Some soothing balm was administered by France’s charming rendition of
Alminera’s aria ‘Augelletti che cantate’ from Handel’s Rinaldo (in
1711 Handel arranged for the release of real birds in the theatre at this
point in the opera). She traced a mellifluous line – convincing the King
that he had re-gained his Queen – while the flute swept through its
virtuosic song.
But, the picture of pastoral peace and emotional reunion was but a cruel
illusion. In the closing stanza, France confined the King to his
strait-jacket once more. The musicians took their places for Eight Songs, for Davies and Stow intended that the players should
be visually present performing music which is both diegetic and
non-diegetic, and an exteriorisation of the King’s neuroses.

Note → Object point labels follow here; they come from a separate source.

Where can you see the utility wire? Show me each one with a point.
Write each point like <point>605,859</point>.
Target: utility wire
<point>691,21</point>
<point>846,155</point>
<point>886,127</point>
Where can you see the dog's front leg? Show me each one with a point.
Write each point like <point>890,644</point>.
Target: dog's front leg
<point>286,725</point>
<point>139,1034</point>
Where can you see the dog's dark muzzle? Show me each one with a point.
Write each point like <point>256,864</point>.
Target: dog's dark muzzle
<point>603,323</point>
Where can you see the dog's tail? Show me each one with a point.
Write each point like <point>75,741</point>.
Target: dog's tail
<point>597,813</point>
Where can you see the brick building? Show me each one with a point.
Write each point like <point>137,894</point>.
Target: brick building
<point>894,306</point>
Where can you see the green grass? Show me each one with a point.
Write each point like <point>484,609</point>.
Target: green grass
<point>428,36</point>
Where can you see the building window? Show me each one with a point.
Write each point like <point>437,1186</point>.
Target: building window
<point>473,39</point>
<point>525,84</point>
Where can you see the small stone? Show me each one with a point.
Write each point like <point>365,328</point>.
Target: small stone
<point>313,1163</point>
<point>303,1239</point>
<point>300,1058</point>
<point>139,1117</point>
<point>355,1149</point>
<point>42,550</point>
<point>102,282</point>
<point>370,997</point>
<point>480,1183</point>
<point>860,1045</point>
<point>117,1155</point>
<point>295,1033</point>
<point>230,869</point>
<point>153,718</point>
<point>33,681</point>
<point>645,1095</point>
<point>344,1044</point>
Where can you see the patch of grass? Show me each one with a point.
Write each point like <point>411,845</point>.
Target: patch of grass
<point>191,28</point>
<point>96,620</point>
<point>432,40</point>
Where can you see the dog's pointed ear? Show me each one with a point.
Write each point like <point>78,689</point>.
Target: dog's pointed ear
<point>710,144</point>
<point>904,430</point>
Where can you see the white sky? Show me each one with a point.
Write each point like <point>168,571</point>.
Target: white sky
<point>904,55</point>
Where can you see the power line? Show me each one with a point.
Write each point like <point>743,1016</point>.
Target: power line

Much of the work requires the players to improvise from graphic notation
and the synchronisation and precision of the BCMG was remarkable, always
confident and taut as they moved between pointed unisons and strident
dissonances, but bursting with energy too. Even the ‘out-of-phase’ rhythmic
disintegrations and fragmentations sound ‘just right’, as the players
depicted the dissolution of the King’s mind. In the third song, ‘The Lady –in-Waiting (Miss Musgrave’s Fancy), King and flute duetted in
chirrups and tweets with playfulness and freedom. In the climactic ‘Country
Dance (Scotch Bonnet)’, after the piano’s opening cocktail bar ‘smooch’,
the piano and bass drum hammered terrifyingly as the King grabbed Alexandra
Woods’ violin and violently smashed it to smithereens.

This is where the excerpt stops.